Did you always know you wanted to be a writer?
When I was three years old, I wrote what appeared to be words on the walls of my bedroom and I told my Mom they were my "pretties". She didn't quite appreciate it as much as I did. I've always been a very imaginative person, sometimes to a fault. It created quite a few distractions. I started writing violent horror stories in the 5th grade along with poetry. A lot of it was just angst ridden poems toward ex-girlfriends. I thought for a short time I was Jim Morrison and then J.D. Salinger, and then Jack Kerouac. All within the same summer. The summer I first went down on a girl, actually. I thought I had discovered the golden ticket to Heaven. I was still technically a virgin, but I went down on a girl and she said I should write about it afterwards. I wrote a long story about how it all went down and she was a lifeguard and it happened at a park around 5 in the morning before swim lessons and she peed in my mouth (she actually squirted little to my knowledge) and how much I loved it. Anyways, a few of her friends found it , and they wanted to try me out..so by the end of the summer I had made around 20 girls orgasm multiple times and started writing about my experiences.

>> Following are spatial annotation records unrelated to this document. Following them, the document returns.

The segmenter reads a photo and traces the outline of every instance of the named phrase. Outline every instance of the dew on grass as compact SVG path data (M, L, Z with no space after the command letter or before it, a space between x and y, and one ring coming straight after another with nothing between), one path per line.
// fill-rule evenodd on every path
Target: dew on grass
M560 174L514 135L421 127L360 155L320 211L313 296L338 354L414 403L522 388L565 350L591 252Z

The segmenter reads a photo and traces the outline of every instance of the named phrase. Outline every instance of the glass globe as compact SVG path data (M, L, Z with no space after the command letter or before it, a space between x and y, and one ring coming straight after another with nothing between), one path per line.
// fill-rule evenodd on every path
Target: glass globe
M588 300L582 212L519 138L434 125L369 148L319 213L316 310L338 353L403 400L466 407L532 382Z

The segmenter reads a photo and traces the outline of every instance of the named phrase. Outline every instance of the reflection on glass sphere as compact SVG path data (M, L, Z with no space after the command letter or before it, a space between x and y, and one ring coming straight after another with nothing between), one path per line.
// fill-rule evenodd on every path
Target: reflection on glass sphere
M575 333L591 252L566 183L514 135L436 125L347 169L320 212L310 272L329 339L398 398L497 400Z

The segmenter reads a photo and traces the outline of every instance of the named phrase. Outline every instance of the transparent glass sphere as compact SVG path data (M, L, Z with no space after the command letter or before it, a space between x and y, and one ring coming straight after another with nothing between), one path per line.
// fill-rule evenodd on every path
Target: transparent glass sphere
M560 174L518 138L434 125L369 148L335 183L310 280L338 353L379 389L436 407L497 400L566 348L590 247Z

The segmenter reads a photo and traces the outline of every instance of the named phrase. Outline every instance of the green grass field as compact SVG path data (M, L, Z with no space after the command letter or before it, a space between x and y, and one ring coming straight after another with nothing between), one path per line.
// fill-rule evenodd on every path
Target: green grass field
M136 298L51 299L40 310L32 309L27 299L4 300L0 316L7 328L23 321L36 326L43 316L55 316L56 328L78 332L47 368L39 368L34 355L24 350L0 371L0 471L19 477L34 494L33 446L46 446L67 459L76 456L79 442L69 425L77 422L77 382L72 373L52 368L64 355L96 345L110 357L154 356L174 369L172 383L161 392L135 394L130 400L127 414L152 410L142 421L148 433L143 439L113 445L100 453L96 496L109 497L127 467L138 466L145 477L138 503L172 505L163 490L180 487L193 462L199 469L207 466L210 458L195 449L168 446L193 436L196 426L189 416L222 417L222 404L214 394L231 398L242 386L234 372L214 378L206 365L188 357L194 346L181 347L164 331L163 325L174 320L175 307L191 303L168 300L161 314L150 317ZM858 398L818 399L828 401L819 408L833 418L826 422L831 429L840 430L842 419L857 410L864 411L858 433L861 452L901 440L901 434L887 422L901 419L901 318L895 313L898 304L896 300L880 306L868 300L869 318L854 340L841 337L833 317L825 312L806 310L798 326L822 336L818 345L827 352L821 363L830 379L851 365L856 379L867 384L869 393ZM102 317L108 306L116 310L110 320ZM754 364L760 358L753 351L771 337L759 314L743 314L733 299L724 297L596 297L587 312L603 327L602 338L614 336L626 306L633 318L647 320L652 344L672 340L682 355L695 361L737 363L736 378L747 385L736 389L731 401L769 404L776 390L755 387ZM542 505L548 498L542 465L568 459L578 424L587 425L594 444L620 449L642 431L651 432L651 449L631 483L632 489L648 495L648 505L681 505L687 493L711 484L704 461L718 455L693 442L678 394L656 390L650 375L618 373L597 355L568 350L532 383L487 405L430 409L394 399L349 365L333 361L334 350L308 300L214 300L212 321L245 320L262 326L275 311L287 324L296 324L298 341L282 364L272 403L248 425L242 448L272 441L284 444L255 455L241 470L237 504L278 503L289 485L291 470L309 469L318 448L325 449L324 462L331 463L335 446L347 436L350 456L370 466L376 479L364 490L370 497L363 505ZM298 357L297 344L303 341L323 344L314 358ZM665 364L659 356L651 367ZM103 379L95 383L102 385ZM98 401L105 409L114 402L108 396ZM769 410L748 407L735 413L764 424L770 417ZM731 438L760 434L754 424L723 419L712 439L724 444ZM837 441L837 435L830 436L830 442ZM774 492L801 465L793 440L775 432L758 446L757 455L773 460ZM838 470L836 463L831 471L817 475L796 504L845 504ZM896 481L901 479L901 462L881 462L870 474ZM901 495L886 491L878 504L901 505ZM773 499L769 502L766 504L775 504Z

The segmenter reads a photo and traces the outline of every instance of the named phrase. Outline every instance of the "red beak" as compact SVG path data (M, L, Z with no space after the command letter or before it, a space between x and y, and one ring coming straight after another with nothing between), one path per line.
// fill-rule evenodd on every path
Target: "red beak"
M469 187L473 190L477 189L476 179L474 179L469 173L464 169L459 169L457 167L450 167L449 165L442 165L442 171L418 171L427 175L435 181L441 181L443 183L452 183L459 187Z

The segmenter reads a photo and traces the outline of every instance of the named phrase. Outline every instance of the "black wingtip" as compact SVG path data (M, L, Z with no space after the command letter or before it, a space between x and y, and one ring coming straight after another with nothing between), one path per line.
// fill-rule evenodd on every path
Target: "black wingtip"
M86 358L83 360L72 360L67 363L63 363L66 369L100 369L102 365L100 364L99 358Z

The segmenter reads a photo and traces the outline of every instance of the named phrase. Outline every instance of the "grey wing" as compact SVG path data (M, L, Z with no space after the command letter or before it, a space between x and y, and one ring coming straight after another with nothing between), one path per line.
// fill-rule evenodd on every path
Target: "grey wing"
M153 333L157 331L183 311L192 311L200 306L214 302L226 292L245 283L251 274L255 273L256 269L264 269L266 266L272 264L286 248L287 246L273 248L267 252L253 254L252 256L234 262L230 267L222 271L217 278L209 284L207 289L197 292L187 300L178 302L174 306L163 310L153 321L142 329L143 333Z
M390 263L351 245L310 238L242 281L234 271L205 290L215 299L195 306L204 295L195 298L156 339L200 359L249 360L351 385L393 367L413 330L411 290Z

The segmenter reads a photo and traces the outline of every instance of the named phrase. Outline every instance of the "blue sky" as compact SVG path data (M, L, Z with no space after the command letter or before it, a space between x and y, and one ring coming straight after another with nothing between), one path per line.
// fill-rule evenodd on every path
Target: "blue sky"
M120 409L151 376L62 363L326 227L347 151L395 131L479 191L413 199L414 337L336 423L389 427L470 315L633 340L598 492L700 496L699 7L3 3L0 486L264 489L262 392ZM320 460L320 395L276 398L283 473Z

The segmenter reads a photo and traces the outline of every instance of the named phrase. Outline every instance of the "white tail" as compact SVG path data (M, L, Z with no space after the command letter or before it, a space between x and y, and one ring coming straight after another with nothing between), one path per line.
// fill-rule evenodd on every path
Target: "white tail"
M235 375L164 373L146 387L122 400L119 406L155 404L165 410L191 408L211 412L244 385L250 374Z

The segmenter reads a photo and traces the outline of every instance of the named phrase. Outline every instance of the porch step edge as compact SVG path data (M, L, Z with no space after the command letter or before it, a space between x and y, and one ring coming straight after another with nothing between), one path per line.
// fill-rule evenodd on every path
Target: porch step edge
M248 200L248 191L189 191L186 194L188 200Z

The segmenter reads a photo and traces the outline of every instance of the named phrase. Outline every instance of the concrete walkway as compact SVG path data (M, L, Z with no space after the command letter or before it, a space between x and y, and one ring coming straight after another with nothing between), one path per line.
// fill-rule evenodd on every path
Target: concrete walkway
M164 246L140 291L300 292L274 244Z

What is one book you wish you had written?
The Catcher In The Rye...it is the most beautiful, awe inspiring book ever written in the English language and I love every word within."

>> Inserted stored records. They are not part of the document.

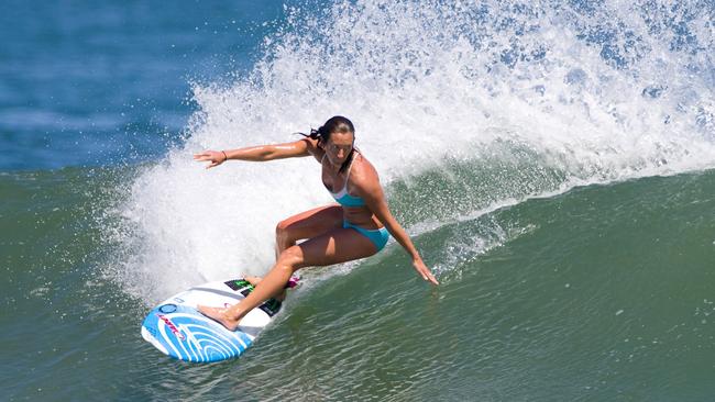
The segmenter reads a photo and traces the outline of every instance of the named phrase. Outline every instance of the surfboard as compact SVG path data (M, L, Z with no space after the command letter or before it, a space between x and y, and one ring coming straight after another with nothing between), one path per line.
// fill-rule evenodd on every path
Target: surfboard
M250 311L235 331L205 316L197 305L229 306L243 300L253 286L243 278L200 284L160 303L142 324L142 337L176 359L212 362L241 356L280 310L270 299Z

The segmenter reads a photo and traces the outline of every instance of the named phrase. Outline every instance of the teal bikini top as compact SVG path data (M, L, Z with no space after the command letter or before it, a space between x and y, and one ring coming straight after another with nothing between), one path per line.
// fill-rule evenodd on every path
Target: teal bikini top
M326 156L323 155L323 159ZM354 159L353 159L354 160ZM352 161L350 163L350 166L348 167L348 175L345 176L345 183L342 186L342 190L338 192L332 192L330 189L328 191L330 192L330 196L336 199L336 201L341 204L342 206L364 206L365 205L365 200L363 200L360 197L354 197L350 196L348 193L348 180L350 179L350 169L352 168ZM323 182L323 186L326 183ZM326 186L328 188L328 186Z

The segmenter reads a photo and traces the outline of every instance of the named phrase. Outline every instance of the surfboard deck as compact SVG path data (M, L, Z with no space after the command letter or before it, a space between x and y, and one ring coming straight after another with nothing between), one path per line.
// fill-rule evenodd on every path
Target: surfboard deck
M243 300L253 286L243 278L200 284L166 299L148 312L142 337L176 359L212 362L241 356L280 310L270 299L249 312L235 331L205 316L197 305L228 306Z

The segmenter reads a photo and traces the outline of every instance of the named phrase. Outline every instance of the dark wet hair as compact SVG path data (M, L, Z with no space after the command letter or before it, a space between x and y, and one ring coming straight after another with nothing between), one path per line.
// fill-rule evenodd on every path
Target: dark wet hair
M355 143L355 126L352 124L350 119L343 118L341 115L336 115L328 119L328 121L323 125L318 127L318 130L310 129L310 134L306 134L306 133L296 133L296 134L300 134L306 138L318 139L318 146L322 148L322 146L327 144L328 141L330 141L330 135L332 133L351 133L353 135L353 144ZM350 150L350 155L348 155L345 161L342 163L339 172L342 174L344 170L348 169L348 167L352 163L354 154L355 154L355 147L353 145L353 148Z

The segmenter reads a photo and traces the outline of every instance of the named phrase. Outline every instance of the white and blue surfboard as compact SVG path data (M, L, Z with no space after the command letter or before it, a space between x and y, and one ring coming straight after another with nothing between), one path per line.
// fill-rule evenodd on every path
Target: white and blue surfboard
M209 282L178 293L152 310L142 337L170 357L195 362L240 356L280 309L271 299L249 312L235 331L205 316L197 305L229 306L243 300L253 286L243 279Z

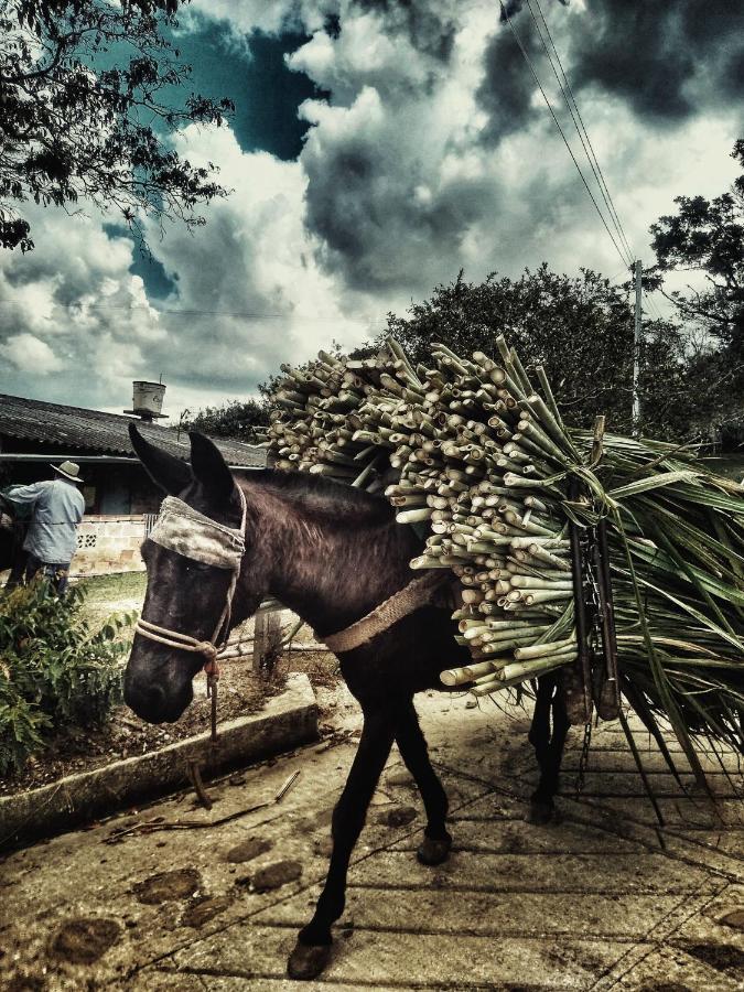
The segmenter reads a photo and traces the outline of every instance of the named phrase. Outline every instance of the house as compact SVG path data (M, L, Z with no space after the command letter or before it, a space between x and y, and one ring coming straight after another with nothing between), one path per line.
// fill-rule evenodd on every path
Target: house
M160 384L136 387L143 385ZM139 546L158 514L163 492L134 454L130 423L137 423L148 441L188 460L185 431L153 422L161 416L159 405L157 409L150 402L133 406L136 416L122 416L0 393L0 488L48 478L53 463L69 460L80 466L86 514L78 529L72 574L143 568ZM213 440L238 475L266 465L262 448Z

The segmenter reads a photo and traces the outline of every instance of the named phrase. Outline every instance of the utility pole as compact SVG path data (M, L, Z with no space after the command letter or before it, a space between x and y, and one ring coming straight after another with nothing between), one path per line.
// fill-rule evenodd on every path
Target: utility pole
M640 392L638 389L638 380L640 378L640 343L641 343L641 293L643 293L643 276L644 267L640 259L636 259L636 317L633 332L633 433L637 434L640 430Z

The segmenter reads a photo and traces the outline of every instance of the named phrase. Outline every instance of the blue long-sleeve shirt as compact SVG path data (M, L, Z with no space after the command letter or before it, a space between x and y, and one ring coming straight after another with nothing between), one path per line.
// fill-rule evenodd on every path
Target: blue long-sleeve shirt
M31 509L31 524L23 549L48 564L66 564L77 548L77 525L85 499L75 483L50 478L30 486L11 486L3 498Z

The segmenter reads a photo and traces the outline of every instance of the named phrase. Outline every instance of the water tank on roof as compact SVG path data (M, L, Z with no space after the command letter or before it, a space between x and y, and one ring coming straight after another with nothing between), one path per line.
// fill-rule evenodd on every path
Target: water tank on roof
M134 413L142 420L158 420L168 414L161 413L165 386L162 382L145 382L136 379L132 382L132 409L125 413Z

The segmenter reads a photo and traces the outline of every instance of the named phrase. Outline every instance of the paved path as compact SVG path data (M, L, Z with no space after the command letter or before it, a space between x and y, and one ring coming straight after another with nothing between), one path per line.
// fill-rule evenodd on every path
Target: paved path
M421 804L393 752L351 870L333 961L304 988L743 986L744 810L720 767L710 763L716 820L636 734L662 797L661 830L615 725L595 733L574 797L574 730L563 820L538 828L522 820L535 779L524 714L446 697L422 698L419 710L451 797L454 851L438 869L416 861ZM346 723L358 732L355 719ZM0 986L296 989L285 959L325 872L354 750L349 737L226 779L212 789L211 813L181 795L8 858ZM280 805L254 809L296 768Z

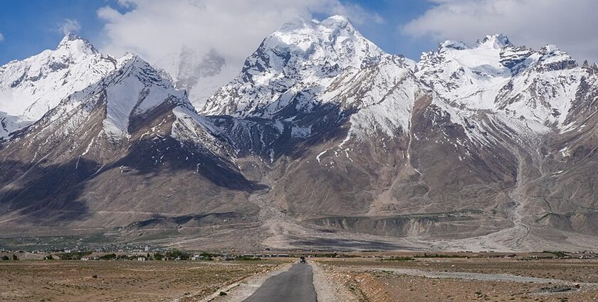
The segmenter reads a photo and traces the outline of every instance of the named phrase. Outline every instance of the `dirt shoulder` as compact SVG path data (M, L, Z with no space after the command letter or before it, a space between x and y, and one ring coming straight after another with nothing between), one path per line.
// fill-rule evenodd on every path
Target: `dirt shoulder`
M279 264L278 261L191 261L0 262L0 301L199 301L219 288Z

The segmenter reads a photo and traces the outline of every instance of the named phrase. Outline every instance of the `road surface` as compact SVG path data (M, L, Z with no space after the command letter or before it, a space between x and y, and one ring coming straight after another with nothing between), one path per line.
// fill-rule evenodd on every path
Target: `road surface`
M316 302L311 266L298 263L270 277L243 302Z

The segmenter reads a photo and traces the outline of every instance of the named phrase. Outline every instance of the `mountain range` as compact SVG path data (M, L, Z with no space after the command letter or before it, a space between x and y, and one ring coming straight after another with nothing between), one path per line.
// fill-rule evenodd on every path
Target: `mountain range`
M419 61L340 16L240 72L67 35L0 67L0 237L194 249L598 247L598 66L504 35ZM209 92L210 93L207 93Z

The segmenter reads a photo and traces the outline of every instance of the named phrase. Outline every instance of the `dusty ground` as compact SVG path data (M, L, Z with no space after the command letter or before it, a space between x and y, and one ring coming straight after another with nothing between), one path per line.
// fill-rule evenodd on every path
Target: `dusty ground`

Amanda Rogers is the pen name for Caleb Dean, a 38 year-old father of six children. When not writing his passions through the eyes of Amanda, Caleb is busy working on his Master's of Business Administration as well as his Master's of Fine Arts. He also works full time as a manager of an industrial chemical plant. When does he find the time to write? Behind taking care of his wife and family, writing is his passion and he devotes as much time as he possibly can.